Si bien la obra literaria de Kundera es en general más bien seria y trascendente, la broma y la risa ya aparecían incluso en los títulos de algunos de sus libros anteriores, aunque en ninguno tiene el humor tanto protagonismo como en “La fiesta de la insignificancia”. Hay un párrafo de esta divertida novela que permite entender perfectamente la intención que el escritor ha querido trasmitir con ella. Ramón, uno de los personajes, afirma lo siguiente: “[…] En su reflexión sobre lo cómico, Hegel dice que el verdadero humor es impensable sin el infinito buen humor, escúchalo bien, eso es lo que dice literalmente: ‘infinito buen humor’. No la burla, no la sátira, no el sarcasmo.
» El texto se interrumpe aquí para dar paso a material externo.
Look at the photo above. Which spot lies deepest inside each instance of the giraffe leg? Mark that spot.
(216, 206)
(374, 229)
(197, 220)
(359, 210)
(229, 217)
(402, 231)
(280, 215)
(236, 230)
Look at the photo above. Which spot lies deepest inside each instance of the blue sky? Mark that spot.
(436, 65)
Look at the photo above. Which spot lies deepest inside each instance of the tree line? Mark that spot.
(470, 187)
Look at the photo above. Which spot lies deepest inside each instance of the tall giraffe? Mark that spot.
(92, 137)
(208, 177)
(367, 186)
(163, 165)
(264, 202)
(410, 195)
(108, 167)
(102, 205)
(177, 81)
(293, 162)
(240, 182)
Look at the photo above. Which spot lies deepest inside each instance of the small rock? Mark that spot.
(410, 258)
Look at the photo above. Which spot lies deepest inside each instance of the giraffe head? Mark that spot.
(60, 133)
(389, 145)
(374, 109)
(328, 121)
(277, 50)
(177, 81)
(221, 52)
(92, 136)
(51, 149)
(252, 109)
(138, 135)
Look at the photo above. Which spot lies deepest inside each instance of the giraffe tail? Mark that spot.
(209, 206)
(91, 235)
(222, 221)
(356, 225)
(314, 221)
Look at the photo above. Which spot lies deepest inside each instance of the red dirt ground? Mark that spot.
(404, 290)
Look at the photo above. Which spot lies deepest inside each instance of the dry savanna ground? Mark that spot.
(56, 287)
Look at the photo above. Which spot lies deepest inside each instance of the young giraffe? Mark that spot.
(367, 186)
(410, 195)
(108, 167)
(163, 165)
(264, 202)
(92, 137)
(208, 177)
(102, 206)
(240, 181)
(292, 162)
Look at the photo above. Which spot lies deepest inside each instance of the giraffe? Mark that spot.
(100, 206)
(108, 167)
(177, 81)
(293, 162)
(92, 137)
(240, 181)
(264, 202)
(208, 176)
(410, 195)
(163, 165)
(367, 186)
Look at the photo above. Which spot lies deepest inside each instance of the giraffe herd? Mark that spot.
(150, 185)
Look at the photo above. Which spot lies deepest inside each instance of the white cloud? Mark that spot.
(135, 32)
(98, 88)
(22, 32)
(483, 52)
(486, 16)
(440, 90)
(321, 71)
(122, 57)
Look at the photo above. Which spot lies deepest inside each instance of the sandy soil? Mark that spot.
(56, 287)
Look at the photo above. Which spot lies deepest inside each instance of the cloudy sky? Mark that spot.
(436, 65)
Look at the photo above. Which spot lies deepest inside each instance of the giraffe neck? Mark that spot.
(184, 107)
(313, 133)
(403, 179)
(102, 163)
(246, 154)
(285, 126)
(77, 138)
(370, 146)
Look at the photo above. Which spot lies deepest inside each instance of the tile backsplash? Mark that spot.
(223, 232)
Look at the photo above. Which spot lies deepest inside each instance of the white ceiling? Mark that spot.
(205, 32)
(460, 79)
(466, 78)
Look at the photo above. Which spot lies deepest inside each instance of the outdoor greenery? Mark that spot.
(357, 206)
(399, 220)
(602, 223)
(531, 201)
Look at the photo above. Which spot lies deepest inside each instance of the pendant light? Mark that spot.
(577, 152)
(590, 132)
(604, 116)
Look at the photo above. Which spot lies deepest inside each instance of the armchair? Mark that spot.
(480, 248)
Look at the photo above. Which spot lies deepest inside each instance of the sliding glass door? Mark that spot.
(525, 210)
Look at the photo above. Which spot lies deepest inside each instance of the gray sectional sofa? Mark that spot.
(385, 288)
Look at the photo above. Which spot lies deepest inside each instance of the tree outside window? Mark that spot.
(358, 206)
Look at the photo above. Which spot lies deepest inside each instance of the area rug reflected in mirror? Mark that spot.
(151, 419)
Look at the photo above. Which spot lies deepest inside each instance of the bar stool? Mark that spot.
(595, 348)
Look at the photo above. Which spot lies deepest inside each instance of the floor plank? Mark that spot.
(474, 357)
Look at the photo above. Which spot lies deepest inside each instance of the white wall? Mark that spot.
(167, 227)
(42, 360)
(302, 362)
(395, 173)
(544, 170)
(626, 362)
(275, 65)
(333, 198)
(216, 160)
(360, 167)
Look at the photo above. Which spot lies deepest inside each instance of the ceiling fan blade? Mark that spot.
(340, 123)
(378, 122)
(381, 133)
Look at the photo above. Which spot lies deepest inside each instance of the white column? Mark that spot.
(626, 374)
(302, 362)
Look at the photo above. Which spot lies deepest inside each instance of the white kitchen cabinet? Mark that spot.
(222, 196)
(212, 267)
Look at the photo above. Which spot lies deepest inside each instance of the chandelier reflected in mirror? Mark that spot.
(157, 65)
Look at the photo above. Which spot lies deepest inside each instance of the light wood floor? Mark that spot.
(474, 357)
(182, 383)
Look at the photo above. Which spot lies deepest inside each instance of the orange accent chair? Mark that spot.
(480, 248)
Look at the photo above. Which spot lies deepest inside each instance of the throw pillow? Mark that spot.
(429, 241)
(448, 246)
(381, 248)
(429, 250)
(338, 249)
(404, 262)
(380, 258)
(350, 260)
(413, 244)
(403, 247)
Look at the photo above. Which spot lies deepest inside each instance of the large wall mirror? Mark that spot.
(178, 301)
Solo desde lo alto del infinito buen humor puedes observar debajo de ti la eterna estupidez de los hombres, y reírte de ella”. Unas páginas antes, el mismo personaje asegura: “Comprendimos desde hace mucho que ya no es posible subvertir el mundo, ni remodelarlo, ni detener su pobre huida hacia delante. Solo había una resistencia posible: no tomarlo en serio”.
           
“La fiesta de la insignificancia” empieza con la contemplación de las muchachas que enseñan el ombligo en un parque parisino y con la reflexión sobre la actualidad de esa parte del cuerpo como nuevo reclamo erótico femenino.  Frente a otras partes de la mujer más clásicamente eróticas, como los pechos, los muslos o las nalgas, el triunfo moderno del ombligo significa la pérdida de la individualidad frente a la repetición uniformadora propia del mundo de hoy. Esa falta de diferenciación de los individuos, tan criticada por el escritor checo en los regímenes comunistas, parece haberse extendido también sin remedio al mundo capitalista occidental.
           
Junto a los cinco principales antes citados, otro personaje guiñolesco algo más secundario de la novela es Josef Stalin, centro habitual de la crítica al totalitarismo en Kundera y que aquí se enmarca en el tono general de broma de la narración. De Stalin se cuenta –a través de las memorias de  Kruschev– alguna anécdota de caza y la broma pesada que solía gastarle al pobre Kalinin, que sufría de incontinencia urinaria. Sin embargo, en un insólito rasgo de indulgencia, el gran tirano acabó recompensando a Kalinin poniendo su nombre a una importante ciudad rusa.
           
“La fiesta de la insignificancia” muestra, pese a su carácter bromista, el escepticismo de Kundera y su desencanto al final del camino. Como dice otro de los personajes de la novela, “hay tantas representaciones del mundo como hay personas en nuestro planeta; eso crea inevitablemente el caos”. Y, frente al caos de la vida y la insignificancia de los humanos, solo caben la bufonada, el humor, la broma y la risa.